The cost to acquire new customers is between three and six times the cost to retain. We must be aware that new customers are increasing revenue, but in the short-term will probably be unprofitable due to acquisition and implementation costs. Without any doubt companies have to invest in acquire new customers, but we have to decide wisely what portion of time and budget is for developing new customers and what for existing ones.

New products

Those are harder to sell than actual products and sales cycle will be longer which means that we are not increasing our sales in the short-term. Furthermore, those products would be likely unprofitable in the introduction stage due to sales force training, customer education and other introduction costs. Again investing in new products is something desirable, but we have to decide wisely what portion of the budget is for developing new products and what is for existing ones.

New markets

Imagine a logistics service provider which main experience is in the automotive and high-tech industries trying to entry in the pharma market. That company is probably building its pharma capabilities and the direct sales force does not have the selling expertise for that market. Thus, in the short term we should not expect fast growth and even profit generation. Be aware that entry in new markets has the risk to fail. How much should we invest in new markets?

More sales reps

We could think that hiring more sales reps, we are increasing our revenue and profits proportionally. In that case, we would be underestimating some key factors affecting sales reps performance. First at all, new sales reps likely need some training at least in our specific company and products what is going to delay the delivery of results. Second, it is well known that usually sales force spent just around 37% of their time selling because the rest of the time is spent on meetings, admin tasks, aftersales service, etc. Third, direct sales force is the most expensive selling channel. Fourth, I would say that the ROI of the direct sales force is heavily conditioned as we have reviewed for: the marketing strategy and implementation, segmentation, compelling value proposition, having the right Sales Director, and so on.

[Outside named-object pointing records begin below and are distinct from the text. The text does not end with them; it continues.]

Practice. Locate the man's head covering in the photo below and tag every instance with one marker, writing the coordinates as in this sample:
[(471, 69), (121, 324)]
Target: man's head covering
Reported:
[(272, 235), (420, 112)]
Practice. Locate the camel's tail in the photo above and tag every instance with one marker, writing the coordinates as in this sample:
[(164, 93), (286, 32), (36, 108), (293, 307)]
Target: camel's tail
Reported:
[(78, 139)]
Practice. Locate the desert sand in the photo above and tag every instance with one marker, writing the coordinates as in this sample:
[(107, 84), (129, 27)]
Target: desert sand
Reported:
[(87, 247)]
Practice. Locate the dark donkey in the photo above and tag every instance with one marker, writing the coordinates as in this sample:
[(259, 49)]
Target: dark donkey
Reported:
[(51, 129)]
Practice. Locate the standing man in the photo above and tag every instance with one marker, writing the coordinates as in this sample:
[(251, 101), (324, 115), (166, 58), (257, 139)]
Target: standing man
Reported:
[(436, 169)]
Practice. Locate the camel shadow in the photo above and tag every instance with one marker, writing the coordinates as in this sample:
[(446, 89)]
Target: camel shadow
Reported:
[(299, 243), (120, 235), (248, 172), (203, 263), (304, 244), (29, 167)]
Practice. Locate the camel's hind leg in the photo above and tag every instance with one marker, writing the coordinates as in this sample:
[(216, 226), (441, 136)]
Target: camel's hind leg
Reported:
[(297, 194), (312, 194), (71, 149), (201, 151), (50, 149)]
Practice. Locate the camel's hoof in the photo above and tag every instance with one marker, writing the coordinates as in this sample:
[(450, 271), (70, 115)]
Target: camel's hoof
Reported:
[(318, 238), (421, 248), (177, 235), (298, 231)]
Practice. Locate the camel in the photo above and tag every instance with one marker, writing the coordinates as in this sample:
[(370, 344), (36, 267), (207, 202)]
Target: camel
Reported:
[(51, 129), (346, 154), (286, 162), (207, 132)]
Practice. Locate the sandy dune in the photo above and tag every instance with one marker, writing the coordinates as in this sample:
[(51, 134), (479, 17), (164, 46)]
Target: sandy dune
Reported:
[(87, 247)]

Increasing sales prices above normal prices’ adjustments

This initiative is one shoot initiative because we cannot perform special sales price increments in regular basis. Furthermore, customers are well informed and it is difficult that they accept price increases above the market. But even if we get the approval of some customers, it is likely that those customers are going to be the small accounts with low buying power because large accounts would face an important impact what they are unlikely going to accept. Thus, this financial initiative used to fail to improve company profits because the success relies on applying for price increases in the key largest accounts. At the same time, that unexpected and unusual price increases used to annoy customers and deteriorated relationships. It is essential to mention that some companies’ face problems of profitability because sales department manages prices rather than discounts. Modern management to avoid compliance issues in the sales area and increase profit focus suggests removing the sales price activity from sales.

While some managers blame to market and commoditization forces for the low growth rate and sales margins. In this post, we have tried to show the principal pitfalls to growth and some suggestions to overcome those issues proactively.